Was it the GSE’s? Was it the Federal Reserve? Was it massive trade deficits? Was it the greed and avarice of borrowers? Was it the Community Reinvestment Act?
Barry Ritholtz at The Big Picture blog gets fired up disclaiming liability for the GSE’s, again:
Far too many electrons have been sacrificed in detailing my views on FNM/FRE, but the short version is they were just 2 more crappy banks — as much to blame as Citi and Countrywide and Bank of America and Lehman Brothers and Washington Mutual and Bear Stearns and Merrill and . . . well you get the idea. But the talking point that this all was caused by Fannie & Freddie?
I think Ritholtz is knocking down a straw man. Very few believe that the GSE’s caused the housing implosion. They were complicit in it, of that there can be no dispute. But the GSE’s (Fannie, Freddie and Ginnie Mae) did not cause the price run-up and subsequent fall. There was one prime, and one corollary reason. The prime reason was the ultra-low interest rates set by the Federal Reserve beginning in the latter half of 2001, turning real rates negative and keeping them there until 2005. The corollary reason was the massive trade deficits that we were running with the rest of the world (China and Japan in particular) meant our trading partners were left with massive amounts of dollars that had to find a home. Much of it found a home back home, in American cow pastures and corn fields turned to McMansionvilles.
The GSE’s were prime facilitators of this reflex trade, as their obligations were viewed to be (almost) as good as Treasuries, but paid better. And their obligations were considered to be almost as good as Treasuries because it was believed the Treasury implicitly stood behind them. Which proved to be a good bet. The Treasury (i.e., the US taxpayer) has now pumped almost $150 billion dollars in the GSE’s to keep them afloat and operating, with no end in sight.
Their failure was the most spectacular of the crisis, save possibly that of AIG, mostly because of their massive scale. The GSE’s own or insure repayment on about $6 trillion residential mortgages, about half of the entire market. They now exist as virtually the sole player in the market, providing funding for roughly 95% of all residential mortgages initiated since 2008. With the end or curtailment of federal programs intended to shore up the housing market on the demand/sale side (the tax credit, e.g.), the GSE’s now exist as virtually the sole support for housing prices that wish desperately to fall.

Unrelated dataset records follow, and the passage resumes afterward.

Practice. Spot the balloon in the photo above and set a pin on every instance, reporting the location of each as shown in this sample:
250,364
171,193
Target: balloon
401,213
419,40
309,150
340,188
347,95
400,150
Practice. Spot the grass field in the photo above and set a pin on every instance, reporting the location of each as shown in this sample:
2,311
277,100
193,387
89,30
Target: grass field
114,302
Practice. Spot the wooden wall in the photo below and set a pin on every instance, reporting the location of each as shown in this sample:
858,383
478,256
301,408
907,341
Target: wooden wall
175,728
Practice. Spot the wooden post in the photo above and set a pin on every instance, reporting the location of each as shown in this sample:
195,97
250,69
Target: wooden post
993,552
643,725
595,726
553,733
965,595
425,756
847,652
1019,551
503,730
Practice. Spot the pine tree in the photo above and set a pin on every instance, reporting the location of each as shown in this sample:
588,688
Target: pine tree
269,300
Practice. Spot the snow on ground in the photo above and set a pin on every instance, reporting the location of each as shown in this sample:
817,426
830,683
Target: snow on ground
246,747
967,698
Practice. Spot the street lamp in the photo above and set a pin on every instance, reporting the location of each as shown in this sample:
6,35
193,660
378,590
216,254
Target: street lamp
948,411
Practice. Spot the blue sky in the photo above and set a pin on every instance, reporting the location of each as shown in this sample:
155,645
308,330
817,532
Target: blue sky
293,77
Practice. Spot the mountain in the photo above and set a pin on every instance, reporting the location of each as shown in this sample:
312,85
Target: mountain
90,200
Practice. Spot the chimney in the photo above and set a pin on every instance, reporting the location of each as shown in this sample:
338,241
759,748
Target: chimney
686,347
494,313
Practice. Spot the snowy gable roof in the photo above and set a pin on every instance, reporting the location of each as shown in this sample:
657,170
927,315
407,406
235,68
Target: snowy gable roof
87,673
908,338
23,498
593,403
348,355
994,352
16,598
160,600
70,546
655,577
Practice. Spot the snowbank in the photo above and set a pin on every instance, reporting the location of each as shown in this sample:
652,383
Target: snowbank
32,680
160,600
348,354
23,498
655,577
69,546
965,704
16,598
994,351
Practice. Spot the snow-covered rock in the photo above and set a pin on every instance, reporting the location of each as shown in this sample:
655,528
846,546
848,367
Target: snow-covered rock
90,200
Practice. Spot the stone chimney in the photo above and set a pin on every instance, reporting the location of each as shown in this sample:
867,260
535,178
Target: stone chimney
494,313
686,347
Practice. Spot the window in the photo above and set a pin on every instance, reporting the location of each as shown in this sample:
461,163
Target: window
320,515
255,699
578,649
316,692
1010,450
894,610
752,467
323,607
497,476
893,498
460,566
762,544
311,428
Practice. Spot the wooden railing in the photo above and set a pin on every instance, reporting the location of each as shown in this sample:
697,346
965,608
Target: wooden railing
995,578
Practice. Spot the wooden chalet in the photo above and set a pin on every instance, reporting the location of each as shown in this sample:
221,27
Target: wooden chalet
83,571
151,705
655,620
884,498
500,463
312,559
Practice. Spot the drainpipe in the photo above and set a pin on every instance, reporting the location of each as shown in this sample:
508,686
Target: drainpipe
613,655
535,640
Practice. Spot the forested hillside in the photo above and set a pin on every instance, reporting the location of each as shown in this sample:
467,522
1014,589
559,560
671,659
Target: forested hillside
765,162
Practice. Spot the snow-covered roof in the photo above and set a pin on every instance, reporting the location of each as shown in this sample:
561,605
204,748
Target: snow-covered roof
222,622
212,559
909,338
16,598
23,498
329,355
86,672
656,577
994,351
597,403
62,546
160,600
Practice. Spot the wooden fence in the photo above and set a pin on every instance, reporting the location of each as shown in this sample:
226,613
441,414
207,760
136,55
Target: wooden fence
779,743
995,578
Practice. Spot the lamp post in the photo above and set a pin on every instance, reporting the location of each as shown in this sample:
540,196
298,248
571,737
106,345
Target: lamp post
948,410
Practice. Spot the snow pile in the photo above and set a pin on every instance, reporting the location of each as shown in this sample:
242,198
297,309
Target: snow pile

The GSE’s were only about 45% of the secondary funding market for residential mortgages before the crash. This sounds insignificant relative to now, but was far and away the highest share of the market. They set the tone so far as conforming first mortgages were concerned. Investment banks used the GSE standards to sell their paper across the world. If the paper “conformed” , it was considered good. The GSE’s were perceived as representing the interests of the US government and were correctly perceived to be underwritten by the US Treasury.
The GSE’s ill-advisedly decided upon entering the subprime market, in a relatively small way, at roughly its peak, in about 2005. Before about then, the subprime market had been a completely different animal than the first -mortgage conforming market. But subprime and conforming slowly grew less distinctive as the securitization train kept looking for new borrowers to provide the fuel it needed to run, and it wasn’t because subprime mortgages were becoming less risky. The GSE foray into subprime was disastrous, even if it did come at the tail-end of the boom and was small beer relative to other players.
But none of this would have been possible without the massive monetary stimulus being provided by the Fed that was mixed with a toxic soup of massive trade deficits and technological advancements allowing for income streams secured by mortgages on American real estate to be easily securitized and sold on international markets. The GSE’s existed for decades without running into trouble in the (previously) relatively benign waters of the residential mortgage market. Massive monetary stimulus; massive trade deficits that created dollars in foreign hands that needed somewhere to go; and the growingly sophisticated means of securitization, allowed for a massive oversupply of capital for residential real estate. The GSE’s helped direct the capital to its destination, but this was not the cause of the crisis, it was an effect.
Incidentally, the Community Reinvestment Act had nothing, absolutely nothing, to do with instigating the crisis. The CRA was a lackadaisical program that effectively did nothing more than provide Jesse Jackson some extortion money, while also providing cover to rich bankers so they could be seen as doing something for minority communities. It was irrelevant so far as the housing market boom and bust were concerned.
The GSE’s did not cause the crisis, but they were not just another couple of crappy banks. They were market leaders that, because of their special status as government sponsored entities enjoying the implicit backing of the US government, were especially able to set the tone and direction of the residential mortgage market as it was flooded with an oversupply of capital due to conditions beyond its control.